The Chamber’s guiding principles throughout Chapter 70 reform discussions have been the need to close persistent achievement gaps and guarantee that any investment will include the proven changes necessary to ensure results. With $1.5 billion in new spending it is imperative that the SOA is results-oriented and has discernible impacts on Massachusetts’ students. The Commonwealth’s residents and our overall economic health rely on a public education system that effectively prepares every student for future success and the workforce.

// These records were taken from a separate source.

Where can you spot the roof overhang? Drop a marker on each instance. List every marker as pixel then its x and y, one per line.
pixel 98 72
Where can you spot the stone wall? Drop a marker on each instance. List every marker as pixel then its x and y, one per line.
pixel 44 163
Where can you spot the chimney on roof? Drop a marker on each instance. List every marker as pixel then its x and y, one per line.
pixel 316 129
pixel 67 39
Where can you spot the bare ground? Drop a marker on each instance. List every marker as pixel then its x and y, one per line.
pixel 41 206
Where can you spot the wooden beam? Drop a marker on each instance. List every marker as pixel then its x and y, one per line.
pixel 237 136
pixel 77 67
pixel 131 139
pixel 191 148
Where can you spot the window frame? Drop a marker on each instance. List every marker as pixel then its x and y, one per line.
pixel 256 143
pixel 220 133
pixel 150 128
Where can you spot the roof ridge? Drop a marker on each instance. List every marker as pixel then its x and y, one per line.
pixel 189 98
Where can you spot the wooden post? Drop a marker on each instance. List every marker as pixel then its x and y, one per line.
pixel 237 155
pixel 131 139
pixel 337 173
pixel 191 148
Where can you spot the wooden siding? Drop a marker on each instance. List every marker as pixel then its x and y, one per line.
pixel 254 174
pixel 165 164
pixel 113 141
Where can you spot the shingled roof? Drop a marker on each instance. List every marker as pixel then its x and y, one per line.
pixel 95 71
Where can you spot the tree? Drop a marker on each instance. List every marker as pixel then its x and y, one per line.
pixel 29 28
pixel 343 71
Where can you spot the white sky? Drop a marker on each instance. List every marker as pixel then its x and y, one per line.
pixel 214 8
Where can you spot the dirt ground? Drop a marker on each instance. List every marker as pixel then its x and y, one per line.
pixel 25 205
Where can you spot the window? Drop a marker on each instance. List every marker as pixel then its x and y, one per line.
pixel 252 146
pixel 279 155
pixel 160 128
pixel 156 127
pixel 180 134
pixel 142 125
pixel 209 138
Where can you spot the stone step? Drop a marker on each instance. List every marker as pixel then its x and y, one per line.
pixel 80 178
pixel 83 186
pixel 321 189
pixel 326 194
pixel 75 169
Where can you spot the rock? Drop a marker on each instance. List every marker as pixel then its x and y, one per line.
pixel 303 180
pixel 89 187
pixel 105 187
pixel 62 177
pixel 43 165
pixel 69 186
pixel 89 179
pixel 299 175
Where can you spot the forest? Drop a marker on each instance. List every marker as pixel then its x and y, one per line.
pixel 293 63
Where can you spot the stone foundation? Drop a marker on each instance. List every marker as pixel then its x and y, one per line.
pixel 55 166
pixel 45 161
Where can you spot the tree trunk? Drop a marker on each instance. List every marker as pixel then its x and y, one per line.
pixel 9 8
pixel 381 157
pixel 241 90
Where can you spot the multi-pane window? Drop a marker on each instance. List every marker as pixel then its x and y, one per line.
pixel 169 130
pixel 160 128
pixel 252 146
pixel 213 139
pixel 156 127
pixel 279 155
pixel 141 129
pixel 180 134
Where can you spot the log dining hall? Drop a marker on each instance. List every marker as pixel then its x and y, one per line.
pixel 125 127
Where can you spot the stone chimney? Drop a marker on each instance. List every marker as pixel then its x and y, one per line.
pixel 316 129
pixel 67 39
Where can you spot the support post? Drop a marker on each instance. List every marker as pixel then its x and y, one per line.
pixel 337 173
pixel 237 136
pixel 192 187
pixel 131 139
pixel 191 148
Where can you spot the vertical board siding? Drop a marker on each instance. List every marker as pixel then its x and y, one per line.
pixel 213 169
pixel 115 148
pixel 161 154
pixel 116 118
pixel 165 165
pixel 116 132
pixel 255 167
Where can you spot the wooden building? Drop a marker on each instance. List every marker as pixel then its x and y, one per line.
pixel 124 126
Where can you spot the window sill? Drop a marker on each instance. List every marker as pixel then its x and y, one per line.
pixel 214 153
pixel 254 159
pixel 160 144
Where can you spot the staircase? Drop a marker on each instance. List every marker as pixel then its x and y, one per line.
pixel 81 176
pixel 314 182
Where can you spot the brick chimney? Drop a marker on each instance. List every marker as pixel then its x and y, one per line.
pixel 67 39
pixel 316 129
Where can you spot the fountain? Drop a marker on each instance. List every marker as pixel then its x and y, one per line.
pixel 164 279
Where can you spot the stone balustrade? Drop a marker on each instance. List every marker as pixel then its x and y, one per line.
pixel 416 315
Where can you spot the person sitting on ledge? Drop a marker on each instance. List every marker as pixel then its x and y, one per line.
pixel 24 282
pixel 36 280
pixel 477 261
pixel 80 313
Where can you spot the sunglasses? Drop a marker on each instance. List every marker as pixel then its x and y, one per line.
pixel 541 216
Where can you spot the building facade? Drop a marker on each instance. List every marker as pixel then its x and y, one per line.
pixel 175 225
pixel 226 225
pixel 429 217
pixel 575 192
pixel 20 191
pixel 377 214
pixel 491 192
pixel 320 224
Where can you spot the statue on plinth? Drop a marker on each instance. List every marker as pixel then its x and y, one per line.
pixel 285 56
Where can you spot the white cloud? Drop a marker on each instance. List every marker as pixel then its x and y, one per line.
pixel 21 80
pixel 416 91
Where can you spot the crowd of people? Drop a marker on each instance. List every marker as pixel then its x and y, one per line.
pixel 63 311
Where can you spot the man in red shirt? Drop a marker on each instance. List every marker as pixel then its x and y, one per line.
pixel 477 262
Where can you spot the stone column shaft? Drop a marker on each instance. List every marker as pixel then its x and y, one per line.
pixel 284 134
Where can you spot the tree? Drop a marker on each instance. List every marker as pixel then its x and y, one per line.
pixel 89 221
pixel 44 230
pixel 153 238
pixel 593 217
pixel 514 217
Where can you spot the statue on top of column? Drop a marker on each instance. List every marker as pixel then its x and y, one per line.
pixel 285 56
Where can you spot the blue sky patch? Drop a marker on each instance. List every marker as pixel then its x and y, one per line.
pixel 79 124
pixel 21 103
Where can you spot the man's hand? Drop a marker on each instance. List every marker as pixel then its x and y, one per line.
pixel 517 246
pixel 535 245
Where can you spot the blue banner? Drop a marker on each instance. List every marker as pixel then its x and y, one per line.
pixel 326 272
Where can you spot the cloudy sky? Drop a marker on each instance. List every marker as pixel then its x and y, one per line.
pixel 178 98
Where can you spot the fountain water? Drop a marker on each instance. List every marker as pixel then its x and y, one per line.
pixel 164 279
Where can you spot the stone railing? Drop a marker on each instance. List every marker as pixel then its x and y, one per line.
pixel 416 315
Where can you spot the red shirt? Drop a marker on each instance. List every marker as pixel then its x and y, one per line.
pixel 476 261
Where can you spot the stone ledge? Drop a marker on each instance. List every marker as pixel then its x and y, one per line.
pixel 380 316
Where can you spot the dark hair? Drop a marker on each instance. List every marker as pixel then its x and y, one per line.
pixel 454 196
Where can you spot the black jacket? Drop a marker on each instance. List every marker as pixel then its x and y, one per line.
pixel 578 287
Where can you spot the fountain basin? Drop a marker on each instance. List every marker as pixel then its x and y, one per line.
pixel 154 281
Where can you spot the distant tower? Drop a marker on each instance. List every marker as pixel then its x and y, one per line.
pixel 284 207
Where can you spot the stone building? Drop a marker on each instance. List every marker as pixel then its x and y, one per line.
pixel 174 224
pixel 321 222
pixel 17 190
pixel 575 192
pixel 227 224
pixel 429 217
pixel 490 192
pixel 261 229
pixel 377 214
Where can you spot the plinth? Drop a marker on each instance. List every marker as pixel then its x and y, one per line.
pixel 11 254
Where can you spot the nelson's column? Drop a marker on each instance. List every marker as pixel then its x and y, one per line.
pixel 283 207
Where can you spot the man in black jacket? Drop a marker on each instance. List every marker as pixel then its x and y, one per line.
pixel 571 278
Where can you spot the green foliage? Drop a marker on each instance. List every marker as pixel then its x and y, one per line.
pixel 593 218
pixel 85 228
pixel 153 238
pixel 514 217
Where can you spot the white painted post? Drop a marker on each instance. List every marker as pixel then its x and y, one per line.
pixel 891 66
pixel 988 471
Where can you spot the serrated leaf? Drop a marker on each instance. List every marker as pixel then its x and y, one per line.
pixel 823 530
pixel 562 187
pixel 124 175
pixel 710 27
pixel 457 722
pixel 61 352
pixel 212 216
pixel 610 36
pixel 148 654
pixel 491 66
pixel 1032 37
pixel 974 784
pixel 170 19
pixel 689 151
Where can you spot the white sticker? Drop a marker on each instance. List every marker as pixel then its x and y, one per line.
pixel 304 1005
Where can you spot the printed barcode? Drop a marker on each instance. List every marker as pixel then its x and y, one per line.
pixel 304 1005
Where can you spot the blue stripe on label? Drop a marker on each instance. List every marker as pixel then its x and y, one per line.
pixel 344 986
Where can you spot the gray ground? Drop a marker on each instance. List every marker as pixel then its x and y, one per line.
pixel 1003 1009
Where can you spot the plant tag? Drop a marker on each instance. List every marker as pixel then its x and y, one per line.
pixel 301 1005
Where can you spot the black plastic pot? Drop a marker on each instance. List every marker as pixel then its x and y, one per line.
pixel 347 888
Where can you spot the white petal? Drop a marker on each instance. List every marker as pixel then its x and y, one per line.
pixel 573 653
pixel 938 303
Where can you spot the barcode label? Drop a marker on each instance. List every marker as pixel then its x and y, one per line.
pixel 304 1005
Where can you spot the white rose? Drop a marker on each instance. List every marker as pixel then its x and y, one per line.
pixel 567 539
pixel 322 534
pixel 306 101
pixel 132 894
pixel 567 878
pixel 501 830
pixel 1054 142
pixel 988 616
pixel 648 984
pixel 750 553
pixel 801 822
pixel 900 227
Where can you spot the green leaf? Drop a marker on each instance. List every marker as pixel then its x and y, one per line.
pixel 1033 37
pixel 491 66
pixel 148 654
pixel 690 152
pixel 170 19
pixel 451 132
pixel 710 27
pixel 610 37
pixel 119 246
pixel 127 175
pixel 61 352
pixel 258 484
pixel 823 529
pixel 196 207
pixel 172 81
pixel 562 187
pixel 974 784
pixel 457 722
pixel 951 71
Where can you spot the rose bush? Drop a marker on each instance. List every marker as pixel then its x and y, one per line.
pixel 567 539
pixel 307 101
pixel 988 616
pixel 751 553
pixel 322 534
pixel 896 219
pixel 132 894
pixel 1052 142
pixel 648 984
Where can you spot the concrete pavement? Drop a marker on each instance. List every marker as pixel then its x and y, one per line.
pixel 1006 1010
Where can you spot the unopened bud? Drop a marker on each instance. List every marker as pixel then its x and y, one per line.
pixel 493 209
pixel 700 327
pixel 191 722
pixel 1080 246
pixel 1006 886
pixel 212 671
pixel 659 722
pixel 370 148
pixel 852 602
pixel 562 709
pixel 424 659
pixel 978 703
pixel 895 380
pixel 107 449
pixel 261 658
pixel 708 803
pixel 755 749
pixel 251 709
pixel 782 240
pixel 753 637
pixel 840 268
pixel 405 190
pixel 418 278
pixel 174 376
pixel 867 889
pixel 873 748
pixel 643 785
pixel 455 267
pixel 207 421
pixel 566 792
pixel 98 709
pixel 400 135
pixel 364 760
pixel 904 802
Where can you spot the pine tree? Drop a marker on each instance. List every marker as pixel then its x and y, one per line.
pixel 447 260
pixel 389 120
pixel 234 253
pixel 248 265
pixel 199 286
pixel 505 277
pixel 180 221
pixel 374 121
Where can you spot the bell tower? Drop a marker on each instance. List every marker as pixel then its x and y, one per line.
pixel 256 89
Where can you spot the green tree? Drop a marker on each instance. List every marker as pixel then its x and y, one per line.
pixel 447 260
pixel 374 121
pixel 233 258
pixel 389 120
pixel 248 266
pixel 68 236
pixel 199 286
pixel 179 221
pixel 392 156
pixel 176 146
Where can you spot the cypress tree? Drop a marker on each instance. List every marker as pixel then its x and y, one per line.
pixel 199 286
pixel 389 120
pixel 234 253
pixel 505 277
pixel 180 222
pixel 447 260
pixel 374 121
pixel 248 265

The accountability measures included in H.4145 are much stronger than those in S.2365. Under the House version of the SOA, districts are required to set targets to close achievement gaps that align with state targets. While the Senate version requires state and district targets, it omits the requirement that district targets align with state targets. Without this requirement, districts may not set aggressive targets for which they will be held accountable. Additionally, H.4145 allows the Commissioner to review the quality of three-year district plans and to require districts to amend plans that are not in compliance with the SOA. The Senate version only allows the Commissioner to recommend amendments to district plans. Finally, H.4145 requires district plans to address several evidence-based best practices listed in the SOA and outline the decision-making process for choosing which practices to implement or not in order to close achievement gaps. S.2365 does not require districts to address the list of best practices in the SOA.
Adequate spending to educate students is important. However, robust accountability measures also are essential to supporting underperforming schools and closing achievement gaps. Pairing new investments with accountability measures will ensure increases in spending result in higher graduation rates, greater student achievement, and better opportunities for all students. Without guideposts and accountability measures for districts and the state, there is no assurance that the new spending included in the SOA will close achievement gaps.